I'm 43 and schizophrenic. According to the statistics, I'll be dead in 17 years

That is the title of this article I am reviewing today. "'You’ve got a choice. You can either buy cigarettes, or get food to see you through the week. For most people it’s a no-brainer. Of course you’d buy food. But if you’re suffering from schizophrenia, living on the disability support pension and facing other psycho-social challenges, then the choice isn’t so clear. 'Some of my patients will choose cigarettes over food, my clinical specialist nurse told me. They also drink huge amounts of coffee. I’ve even seen people eating dried coffee from the tin.' So what’s going on here? I’m schizophrenic, and aside from dealing with the symptoms of the illness, there’s another statistic which I’m struggling to come to grips with. People with schizophrenia tend to live between 14 and 20 years less than the general community. 'With schizophrenia, my thoughts can be like pieces of a mismatched jigsaw puzzle'  Joshua Gliddon
I’m also 43. The average life expectancy for a non-Indigenous Australian male is around 80 years, a bit longer for women. I smoke, and weigh more than I should. According to the statistics, I’ve got about another 17 years left in me. That’s quite sobering." That is the truth when I smoked most of my social security check went on cigarettes and I was thin for that reason. Coffee I had to quit because I drank so much it affected the Moban I was taking and my symptoms would show up. For me coffee was harder to quit than cigarettes my body went through changes when I quit.  Now that I am on Geodon I can drink coffee again but I do not crave like before I only have two cups in the morning and that is enough for me now.
The article goes on to say: "Professor Amanda Baker, a senior researcher at the National Health and Medical Research Council (NHMRC) specialising in schizophrenia, told me there are a number of reasons why people with schizophrenia have reduced life expectancies. The big ones are poor lifestyle, unemployment and social isolation. She said that around 85% of people with schizophrenia smoke, compared with approximately 20% of the general population. One of the main reasons people smoke, she said, is that the medications used to treat the illness are often sedative and dulling, and so people use tobacco and caffeine heavily because they’re stimulants. The medications also have other side effects. For reasons that aren’t entirely clear, the anti-psychotics used to treat schizophrenia have a negative effect on metabolism. When I was first put on Olanzapine, a potent anti-psychotic, I put on about 25 kilos in a matter of months. I’ve moved onto a different medication since then, but it’s also weight unfriendly, and despite doing moderate exercise, I’ve never been able to shake the weight I gained. According to Baker, until recently there wasn’t a lot of attention paid to the physical health aspects of serious mental illness. Clinicians didn’t discourage patients from smoking because there was a pervasive attitude that you 'don’t upset the schizophrenics.'" When I quit smoking I put on a lot of weight I lost a lot by walking although the most recently lost was because of the three surgeries for lung cancer. I am trying not to put it back on again.

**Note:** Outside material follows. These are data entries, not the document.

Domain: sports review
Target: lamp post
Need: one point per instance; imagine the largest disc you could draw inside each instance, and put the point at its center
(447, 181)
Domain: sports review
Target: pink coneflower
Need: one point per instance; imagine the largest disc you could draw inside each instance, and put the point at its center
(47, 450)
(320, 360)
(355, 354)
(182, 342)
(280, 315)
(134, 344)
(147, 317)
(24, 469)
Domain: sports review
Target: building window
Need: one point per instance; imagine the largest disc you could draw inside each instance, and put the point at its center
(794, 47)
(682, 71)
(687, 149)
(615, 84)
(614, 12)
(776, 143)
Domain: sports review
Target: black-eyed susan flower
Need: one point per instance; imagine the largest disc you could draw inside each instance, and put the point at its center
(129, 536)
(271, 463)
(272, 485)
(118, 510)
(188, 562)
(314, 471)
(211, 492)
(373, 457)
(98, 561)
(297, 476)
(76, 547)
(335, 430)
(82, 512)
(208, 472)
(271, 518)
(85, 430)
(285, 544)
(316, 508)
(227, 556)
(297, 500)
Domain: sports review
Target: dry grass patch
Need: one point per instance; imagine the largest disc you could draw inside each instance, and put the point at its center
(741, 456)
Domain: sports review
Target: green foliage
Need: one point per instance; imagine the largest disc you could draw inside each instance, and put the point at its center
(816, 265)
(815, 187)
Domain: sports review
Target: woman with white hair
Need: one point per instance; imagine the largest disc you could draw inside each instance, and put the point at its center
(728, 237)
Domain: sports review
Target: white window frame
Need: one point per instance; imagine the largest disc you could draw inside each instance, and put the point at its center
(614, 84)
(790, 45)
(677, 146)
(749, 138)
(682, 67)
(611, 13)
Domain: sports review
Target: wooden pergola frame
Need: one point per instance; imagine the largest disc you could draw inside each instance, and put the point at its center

The article ends: "Not so long ago it was also OK to smoke in psychiatric institutions. Public facilities have clamped down on that, but smoking is still common in private hospitals.

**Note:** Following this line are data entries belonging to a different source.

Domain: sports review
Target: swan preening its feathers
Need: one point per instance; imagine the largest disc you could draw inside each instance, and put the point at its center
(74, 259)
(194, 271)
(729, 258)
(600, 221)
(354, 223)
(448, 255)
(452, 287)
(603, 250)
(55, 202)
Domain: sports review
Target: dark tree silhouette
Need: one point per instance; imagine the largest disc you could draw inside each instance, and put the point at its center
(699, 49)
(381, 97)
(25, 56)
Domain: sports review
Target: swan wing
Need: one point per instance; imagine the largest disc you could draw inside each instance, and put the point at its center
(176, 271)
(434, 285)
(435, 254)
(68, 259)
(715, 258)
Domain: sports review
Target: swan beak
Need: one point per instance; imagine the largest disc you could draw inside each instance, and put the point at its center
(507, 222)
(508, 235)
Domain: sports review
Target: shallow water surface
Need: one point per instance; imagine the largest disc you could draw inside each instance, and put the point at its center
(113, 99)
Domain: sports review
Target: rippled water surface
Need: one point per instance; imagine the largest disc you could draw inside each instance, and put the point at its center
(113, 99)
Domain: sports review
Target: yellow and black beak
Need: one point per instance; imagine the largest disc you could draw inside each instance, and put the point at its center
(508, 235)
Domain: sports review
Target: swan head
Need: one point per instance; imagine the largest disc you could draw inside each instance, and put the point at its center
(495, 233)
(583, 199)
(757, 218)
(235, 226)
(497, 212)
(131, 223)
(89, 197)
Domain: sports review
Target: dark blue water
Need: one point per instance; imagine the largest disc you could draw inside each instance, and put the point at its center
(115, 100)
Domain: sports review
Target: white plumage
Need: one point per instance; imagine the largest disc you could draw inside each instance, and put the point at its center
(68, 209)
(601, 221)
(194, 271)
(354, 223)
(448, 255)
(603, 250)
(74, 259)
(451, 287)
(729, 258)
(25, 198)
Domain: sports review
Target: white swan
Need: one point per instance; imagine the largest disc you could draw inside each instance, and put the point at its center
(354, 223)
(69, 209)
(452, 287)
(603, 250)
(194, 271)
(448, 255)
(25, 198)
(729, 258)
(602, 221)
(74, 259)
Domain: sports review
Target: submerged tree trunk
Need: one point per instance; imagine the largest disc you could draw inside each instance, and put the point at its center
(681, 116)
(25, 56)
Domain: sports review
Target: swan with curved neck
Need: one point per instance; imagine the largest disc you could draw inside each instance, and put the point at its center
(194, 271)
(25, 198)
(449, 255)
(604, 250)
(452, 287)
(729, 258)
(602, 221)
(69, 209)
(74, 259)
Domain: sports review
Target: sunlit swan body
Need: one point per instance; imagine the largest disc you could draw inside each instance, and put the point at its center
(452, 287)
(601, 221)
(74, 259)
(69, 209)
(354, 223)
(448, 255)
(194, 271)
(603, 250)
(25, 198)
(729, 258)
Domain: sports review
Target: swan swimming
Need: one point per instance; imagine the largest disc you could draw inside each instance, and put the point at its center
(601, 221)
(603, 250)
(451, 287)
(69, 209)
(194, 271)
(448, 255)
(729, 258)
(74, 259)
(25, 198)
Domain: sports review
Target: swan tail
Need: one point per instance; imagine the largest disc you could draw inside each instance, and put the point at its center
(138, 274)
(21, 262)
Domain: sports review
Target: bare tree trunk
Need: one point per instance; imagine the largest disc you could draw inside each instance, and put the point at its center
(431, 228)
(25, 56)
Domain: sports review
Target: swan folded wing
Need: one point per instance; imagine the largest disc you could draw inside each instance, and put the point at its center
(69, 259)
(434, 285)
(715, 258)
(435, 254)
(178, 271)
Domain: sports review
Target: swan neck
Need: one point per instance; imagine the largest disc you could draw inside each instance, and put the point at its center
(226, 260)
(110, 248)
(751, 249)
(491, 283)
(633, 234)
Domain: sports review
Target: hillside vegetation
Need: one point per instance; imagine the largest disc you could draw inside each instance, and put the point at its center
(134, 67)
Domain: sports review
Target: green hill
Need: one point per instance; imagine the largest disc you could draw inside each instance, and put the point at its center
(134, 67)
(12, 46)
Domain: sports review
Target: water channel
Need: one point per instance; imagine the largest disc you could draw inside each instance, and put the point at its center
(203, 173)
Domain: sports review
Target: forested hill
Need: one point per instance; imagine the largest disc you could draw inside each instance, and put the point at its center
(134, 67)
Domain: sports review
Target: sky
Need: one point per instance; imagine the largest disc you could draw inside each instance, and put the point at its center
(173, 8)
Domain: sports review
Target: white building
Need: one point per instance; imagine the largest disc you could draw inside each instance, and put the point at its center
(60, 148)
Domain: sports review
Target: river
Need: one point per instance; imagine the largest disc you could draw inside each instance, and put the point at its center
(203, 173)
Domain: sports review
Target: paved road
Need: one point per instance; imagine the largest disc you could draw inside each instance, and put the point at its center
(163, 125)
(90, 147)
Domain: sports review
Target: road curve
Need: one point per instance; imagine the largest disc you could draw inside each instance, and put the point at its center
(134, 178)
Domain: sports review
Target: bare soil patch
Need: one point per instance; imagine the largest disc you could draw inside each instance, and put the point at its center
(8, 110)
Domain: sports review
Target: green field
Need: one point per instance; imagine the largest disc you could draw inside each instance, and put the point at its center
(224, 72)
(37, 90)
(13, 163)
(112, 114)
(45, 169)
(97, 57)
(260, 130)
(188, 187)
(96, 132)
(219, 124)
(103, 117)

Is there anything that can be done?  'People with schizophrenia are generally more dependent, and have less coping skills than the general population, and that makes it very hard for them to give up or make lifestyle changes,' Baker said. Brain’s immune cells hyperactive in schizophrenia New research links the onset of psychosis to the brain’s inflammatory response.  So the initiative needs to come from both patients and their care team. While psychiatrists in the past were only focused on medication and the mind, these days, said Baker, they are being encouraged to have a wider view of their patient’s health, both physical and mental. What needs to happen is a greater focus by clinicians on the overall wellbeing of their patients. Baker said this is finally occurring. 'Psychiatrists are being encouraged to look after the physical, as well as mental health of their patients, and that means addressing smoking, as well as diet and exercise,' she said. That’s a good start, but for the meantime, people with serious mental illnesses like schizophrenia will continue to die young. And that is a major downside of being sick.'" I know if they pass this new tax on cigarettes it is the mental ill that some just will not quit and use all their money to buy the cigarettes.  I know I used to be the same way.  I had  a reason to quit because I wanted my granddaughter to always come over my house.  My daughter did not want her around smoking.  Which I see now was good.